> On Wed, Mar 10, 2010 at 9:17 AM, Hans-Peter Jansen <hpj@urpla.net> wrote:
> > While this system usually operates fine, it suffers from delays, that
> > are displayed in latencytop as: "Writing page to disk: 8425,5 ms":
> >
ftp://urpla.net/lat-8.4sec.png, but we see them also in the 1.7-4.8 sec
> > range:
ftp://urpla.net/lat-1.7sec.png,
ftp://urpla.net/lat-2.9sec.png,
> >
ftp://urpla.net/lat-4.6sec.png and
ftp://urpla.net/lat-4.8sec.png.
> >
> > From other observations, this issue "feels" like it is induced by
> > single syncronisation points in the block layer, eg. if I create heavy
> > IO load on one RAID array, say resizing a VMware disk image, it can
> > take up to a minute to log in by ssh, although the ssh login does not
> > touch this area at all (different RAID arrays).
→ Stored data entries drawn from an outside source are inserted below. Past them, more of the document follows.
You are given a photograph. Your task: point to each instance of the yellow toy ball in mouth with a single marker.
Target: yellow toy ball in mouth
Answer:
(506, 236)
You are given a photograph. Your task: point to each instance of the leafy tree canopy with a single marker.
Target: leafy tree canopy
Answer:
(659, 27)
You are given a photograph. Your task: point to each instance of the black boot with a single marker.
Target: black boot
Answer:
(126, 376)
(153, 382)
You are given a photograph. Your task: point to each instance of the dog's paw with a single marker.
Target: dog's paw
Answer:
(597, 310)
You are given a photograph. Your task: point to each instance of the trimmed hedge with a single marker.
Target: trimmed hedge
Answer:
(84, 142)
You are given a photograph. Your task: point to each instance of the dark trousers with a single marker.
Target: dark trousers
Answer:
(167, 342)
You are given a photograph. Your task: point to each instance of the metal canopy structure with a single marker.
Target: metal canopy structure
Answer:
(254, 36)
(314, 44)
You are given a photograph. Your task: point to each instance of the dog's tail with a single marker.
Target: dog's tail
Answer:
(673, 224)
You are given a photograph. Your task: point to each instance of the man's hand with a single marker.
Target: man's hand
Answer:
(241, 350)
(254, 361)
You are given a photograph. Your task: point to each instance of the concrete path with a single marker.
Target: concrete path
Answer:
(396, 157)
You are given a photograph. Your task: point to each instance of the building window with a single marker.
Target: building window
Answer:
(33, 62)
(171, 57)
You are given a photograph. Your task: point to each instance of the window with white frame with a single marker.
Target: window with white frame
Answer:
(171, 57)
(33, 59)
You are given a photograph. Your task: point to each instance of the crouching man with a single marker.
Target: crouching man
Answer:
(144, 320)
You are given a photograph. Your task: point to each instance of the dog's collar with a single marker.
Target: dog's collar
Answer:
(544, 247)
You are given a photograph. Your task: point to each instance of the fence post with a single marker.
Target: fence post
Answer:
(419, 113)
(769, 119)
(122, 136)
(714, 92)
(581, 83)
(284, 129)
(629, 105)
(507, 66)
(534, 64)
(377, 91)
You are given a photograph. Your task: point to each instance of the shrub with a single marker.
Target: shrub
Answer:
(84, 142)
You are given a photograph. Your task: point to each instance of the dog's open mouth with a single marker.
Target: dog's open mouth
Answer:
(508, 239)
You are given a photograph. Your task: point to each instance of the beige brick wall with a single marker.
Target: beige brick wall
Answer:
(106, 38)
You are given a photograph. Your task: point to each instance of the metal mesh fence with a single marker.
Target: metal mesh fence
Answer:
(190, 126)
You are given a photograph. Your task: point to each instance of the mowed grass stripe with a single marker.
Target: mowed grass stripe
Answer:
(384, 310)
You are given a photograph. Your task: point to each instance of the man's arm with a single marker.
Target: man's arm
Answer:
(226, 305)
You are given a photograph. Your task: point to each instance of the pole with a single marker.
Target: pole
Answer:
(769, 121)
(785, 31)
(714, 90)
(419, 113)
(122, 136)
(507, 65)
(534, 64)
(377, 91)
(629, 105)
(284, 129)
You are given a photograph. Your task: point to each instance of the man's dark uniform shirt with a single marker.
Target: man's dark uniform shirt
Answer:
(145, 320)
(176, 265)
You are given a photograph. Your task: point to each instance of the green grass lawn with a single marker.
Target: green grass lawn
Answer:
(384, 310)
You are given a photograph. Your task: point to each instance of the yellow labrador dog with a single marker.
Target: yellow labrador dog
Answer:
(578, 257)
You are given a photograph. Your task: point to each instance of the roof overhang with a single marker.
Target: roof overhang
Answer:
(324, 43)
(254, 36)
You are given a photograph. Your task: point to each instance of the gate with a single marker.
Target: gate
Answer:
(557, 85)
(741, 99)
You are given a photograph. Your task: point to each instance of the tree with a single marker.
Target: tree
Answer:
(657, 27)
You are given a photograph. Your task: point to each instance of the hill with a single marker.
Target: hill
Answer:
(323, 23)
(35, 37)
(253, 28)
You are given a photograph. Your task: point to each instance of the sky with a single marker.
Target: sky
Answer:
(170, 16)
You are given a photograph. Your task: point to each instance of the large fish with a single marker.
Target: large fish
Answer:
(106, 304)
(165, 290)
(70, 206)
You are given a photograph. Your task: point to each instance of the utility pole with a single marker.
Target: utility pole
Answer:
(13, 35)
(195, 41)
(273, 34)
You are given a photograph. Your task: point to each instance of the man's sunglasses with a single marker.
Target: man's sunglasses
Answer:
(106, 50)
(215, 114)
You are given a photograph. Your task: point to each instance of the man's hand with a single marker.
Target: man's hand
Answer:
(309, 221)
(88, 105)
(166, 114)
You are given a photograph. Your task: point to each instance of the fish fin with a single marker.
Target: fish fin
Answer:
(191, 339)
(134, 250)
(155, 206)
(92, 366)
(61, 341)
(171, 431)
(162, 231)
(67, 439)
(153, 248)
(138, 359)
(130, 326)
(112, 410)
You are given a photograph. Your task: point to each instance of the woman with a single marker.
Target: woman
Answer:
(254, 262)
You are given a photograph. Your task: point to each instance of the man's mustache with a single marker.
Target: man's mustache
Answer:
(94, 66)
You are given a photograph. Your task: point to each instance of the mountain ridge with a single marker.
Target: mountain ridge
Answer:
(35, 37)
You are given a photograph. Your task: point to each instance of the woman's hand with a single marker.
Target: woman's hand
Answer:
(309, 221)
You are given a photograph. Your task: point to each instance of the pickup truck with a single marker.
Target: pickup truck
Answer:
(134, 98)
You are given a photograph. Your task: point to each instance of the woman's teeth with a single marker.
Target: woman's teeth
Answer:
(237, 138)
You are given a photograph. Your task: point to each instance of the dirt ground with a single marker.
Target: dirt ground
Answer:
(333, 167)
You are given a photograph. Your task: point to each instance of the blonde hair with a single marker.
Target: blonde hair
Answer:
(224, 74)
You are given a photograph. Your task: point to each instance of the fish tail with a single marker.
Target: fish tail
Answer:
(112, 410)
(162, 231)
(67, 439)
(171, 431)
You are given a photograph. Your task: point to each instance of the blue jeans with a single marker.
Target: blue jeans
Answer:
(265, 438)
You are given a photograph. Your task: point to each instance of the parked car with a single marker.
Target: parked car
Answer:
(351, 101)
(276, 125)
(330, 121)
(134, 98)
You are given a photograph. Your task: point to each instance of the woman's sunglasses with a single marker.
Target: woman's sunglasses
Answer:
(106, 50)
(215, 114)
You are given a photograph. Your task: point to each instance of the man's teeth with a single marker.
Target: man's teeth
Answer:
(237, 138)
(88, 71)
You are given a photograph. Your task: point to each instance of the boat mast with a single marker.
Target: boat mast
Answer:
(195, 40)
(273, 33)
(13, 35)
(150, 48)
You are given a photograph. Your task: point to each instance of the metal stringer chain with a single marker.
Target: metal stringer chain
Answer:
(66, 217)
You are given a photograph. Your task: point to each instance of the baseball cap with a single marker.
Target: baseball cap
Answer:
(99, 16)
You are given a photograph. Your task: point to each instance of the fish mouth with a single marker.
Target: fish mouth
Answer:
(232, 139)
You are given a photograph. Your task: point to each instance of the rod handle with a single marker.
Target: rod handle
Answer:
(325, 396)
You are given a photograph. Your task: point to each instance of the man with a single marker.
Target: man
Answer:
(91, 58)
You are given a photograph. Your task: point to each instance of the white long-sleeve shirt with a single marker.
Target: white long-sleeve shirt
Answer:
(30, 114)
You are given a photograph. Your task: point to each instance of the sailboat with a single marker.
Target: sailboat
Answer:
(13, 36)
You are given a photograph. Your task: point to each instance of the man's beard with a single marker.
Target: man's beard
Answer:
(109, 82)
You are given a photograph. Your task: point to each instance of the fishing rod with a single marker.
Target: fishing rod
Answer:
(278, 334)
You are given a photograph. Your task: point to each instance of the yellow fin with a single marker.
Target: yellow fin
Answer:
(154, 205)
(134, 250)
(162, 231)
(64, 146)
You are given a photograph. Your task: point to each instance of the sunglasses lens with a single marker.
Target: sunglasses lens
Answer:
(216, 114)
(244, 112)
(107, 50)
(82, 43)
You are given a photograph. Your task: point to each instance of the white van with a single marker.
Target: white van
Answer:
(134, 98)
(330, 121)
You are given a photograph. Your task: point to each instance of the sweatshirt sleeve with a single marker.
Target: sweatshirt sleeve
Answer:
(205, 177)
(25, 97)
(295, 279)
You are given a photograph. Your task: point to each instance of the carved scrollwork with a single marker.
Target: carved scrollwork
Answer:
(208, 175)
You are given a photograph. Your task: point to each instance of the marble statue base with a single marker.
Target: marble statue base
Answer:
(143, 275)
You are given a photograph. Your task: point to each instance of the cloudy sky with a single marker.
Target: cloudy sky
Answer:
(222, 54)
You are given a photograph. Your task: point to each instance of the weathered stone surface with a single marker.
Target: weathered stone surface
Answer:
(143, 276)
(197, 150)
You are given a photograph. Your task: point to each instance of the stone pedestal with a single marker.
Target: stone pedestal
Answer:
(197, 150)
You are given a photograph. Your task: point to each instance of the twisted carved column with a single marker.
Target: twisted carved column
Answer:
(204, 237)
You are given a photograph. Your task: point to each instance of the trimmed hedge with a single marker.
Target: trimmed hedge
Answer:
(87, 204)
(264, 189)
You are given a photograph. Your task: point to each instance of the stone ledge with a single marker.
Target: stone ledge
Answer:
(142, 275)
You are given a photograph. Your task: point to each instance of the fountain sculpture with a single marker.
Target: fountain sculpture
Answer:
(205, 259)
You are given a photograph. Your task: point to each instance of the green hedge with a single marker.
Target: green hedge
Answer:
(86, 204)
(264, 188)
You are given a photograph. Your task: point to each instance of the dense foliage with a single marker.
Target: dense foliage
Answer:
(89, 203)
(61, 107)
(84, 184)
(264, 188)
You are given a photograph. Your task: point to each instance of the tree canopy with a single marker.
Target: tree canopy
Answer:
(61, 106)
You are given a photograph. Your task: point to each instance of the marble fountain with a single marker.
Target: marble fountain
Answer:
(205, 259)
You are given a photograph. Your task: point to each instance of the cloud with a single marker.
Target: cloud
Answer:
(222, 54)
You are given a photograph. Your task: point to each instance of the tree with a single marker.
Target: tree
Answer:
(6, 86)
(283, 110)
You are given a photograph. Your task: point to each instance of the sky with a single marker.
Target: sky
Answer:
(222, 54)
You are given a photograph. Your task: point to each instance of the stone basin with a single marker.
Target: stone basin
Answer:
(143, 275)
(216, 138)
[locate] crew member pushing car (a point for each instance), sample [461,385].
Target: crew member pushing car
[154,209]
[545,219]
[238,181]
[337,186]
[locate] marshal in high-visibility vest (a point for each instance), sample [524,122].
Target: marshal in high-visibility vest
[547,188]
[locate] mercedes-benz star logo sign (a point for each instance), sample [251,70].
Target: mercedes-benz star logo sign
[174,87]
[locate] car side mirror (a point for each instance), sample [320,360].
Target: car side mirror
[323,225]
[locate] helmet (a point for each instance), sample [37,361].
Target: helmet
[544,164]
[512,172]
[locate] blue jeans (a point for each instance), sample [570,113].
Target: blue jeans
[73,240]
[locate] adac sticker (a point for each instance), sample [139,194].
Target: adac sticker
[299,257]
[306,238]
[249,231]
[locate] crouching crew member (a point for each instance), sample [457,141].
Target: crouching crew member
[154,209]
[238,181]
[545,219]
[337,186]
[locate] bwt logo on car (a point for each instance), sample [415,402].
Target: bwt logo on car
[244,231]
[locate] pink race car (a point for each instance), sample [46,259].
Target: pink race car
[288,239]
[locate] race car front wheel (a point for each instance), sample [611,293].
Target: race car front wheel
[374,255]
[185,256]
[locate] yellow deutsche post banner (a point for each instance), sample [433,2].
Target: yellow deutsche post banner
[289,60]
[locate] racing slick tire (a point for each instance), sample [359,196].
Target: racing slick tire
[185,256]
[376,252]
Note, that the
> > latencytop snapshots above are made during normal operation, not this
> > kind of load..
> >
> > Might later kernels mitigate this problem? As this is a production
> > system, that is used 6.5 days a week, I cannot do dangerous
> > experiments, also switching to 64 bit is a problem due to the legacy
> > stuff described above... OTOH, my users suffer from this, and anything
> > helping in this respect is highly appreciated.
>
> Seems like a 2.6.32 based kernel which has per-BDI writeback and "CFQ
> low latency mode" changes might help a good deal. I know that on one
> of my bigger machines (similar in specs to yours) which has a lot of
> processes which do a decent amount of IO, latency and load average has
> gone down after going to a 2.6.32 kernel from a 2.6.31 kernel (Fedora
> 11 system).
>
> Like Chris suggested, I've also heard that using the noop IO scheduler
> can work well on Areca controllers on some kernels and workloads.
> It's worth a shot and you can even try changing it at run-time.